The ML model used is YOLOv5, which is easily accessible via Torch Hub. In this case, I chose a lightweight model that can run quickly since the focus of the demo is gRPC and not the model itself. You can swap the model out for something more performant if needed.

Walkthrough

I won’t be going through every line of code or every step of the setup. I recommend that you clone/download the code repository and follow along. Installation and usage instructions are already in the README.

Don’t worry, I will be placing links to the exact code lines so that you don’t have to spend time navigating the repository too much.

1. Creating Protobufs

The entire gRPC service is defined using protobufs. Kind of like how OpenAPI specifications are used to defined REST APIs.

The gRPC service is defined as show below:

service MlPredictions {

    rpc PredictSingleImage(Image) returns (PredictionCollection) {}

    rpc PredictMultipleImages(stream Image) returns (stream PredictionCollection) {}

}

It consists of only two endpoints. The first endpoint is a simple image object detection service, PredictSingleImage. It takes an Image protobuf and returns a PredictionCollection protobuf.

The second endpoint, PredictMultipleImages, is the interesting one.
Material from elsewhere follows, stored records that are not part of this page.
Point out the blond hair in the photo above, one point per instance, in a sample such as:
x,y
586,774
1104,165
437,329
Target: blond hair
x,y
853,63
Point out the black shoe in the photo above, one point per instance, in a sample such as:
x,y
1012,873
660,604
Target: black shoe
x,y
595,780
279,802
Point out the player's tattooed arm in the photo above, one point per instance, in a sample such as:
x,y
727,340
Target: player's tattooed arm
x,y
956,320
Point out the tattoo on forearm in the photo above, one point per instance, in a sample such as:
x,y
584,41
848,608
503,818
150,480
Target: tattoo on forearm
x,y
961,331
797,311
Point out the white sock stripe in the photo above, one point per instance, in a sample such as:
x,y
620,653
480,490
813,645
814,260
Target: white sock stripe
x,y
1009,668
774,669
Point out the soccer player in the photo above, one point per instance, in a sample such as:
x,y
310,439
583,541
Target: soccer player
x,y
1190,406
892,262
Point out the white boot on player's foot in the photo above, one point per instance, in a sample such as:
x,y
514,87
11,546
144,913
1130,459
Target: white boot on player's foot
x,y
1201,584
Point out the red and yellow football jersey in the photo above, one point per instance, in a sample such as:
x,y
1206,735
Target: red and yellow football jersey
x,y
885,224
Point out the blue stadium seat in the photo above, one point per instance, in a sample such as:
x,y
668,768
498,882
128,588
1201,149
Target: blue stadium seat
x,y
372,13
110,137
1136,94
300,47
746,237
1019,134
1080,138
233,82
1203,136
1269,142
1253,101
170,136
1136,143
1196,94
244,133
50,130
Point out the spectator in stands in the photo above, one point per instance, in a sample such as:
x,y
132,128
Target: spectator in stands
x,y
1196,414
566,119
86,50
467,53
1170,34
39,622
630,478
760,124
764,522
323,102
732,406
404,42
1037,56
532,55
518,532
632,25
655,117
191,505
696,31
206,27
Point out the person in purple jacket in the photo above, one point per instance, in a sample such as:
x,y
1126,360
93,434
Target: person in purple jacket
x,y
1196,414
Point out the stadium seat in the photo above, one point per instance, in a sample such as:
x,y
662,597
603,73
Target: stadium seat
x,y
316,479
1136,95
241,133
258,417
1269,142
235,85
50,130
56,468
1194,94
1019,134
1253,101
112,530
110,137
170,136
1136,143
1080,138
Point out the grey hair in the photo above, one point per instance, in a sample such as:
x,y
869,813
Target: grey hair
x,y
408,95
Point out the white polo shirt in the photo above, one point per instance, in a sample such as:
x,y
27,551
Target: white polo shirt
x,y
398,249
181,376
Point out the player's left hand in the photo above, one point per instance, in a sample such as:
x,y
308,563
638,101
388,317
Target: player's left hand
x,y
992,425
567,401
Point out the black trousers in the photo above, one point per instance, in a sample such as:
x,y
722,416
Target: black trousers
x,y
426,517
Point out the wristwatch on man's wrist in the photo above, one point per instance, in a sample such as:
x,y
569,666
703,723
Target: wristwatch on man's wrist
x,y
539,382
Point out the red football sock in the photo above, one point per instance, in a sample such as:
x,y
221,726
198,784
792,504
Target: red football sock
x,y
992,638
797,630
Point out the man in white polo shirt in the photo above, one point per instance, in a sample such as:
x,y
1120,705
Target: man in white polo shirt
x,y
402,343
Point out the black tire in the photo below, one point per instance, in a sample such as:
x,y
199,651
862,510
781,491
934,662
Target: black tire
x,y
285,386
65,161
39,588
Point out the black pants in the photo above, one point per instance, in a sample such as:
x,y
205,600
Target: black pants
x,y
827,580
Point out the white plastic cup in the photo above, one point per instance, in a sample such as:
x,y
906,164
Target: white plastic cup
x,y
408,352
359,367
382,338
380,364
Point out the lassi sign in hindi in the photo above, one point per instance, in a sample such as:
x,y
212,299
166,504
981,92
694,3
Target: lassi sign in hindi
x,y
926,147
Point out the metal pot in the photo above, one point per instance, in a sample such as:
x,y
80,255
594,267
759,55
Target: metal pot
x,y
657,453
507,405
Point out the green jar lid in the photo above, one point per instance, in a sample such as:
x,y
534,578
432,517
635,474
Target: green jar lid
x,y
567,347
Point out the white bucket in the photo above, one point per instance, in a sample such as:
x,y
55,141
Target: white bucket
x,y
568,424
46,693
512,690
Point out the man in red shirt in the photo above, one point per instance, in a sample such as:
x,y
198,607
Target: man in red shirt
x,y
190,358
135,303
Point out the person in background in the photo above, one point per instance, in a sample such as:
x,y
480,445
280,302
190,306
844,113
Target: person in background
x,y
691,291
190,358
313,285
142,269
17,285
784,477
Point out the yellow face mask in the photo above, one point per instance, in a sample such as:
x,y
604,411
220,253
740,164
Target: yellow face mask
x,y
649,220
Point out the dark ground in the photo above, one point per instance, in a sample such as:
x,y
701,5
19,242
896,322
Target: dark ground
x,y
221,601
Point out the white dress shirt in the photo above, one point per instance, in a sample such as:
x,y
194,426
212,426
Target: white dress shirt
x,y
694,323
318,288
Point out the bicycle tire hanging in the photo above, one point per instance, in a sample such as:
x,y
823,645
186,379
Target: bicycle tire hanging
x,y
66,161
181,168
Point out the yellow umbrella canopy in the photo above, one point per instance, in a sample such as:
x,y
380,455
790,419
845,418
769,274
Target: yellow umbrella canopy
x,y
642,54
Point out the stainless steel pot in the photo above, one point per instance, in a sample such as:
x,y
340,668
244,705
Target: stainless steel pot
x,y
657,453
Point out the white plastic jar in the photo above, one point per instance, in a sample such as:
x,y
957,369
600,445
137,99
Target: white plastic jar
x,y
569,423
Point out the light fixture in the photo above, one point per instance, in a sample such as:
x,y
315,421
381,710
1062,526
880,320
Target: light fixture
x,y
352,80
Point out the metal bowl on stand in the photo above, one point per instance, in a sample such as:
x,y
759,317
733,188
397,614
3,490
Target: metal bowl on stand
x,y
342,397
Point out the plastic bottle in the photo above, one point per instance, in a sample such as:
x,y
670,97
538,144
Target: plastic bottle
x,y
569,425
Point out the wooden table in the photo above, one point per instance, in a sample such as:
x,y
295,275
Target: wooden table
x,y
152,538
It takes a stream of images and returns a stream of predictions, as denoted by the stream keyword.

2. Generating boilerplate code

With the protobuf file in hand, we can now generate the boilerplate code that will define the service using the grpcio-tools library.

This is done by running the command below.

python -m grpc_tools.protoc -Isrc/python_grpc_ml_demo \
    --python_out=src/python_grpc_ml_demo \
    --pyi_out=src/python_grpc_ml_demo \
    --grpc_python_out=src/python_grpc_ml_demo \
    src/python_grpc_ml_demo/lib/ml_predictions.proto

This creates the following three files:

ml_predictions_pb2.py
ml_predictions_pb2.pyi
1. This file contains the classes of data objects in your service
2. In our case, the Image, Prediction and PredictionCollection objects.
ml_predictions_pb2_grpc.py
1. This is where the base classes for the server and client exist
2. We will then inherit these classes to create our bespoke client and server classes that contain the business logic

The thing I like about this code generation, on top of the fact that it saves me a tonne of time from writing boilerplate, is that the generated code exist as abstract classes to be inherited, instead of actual classes to be used.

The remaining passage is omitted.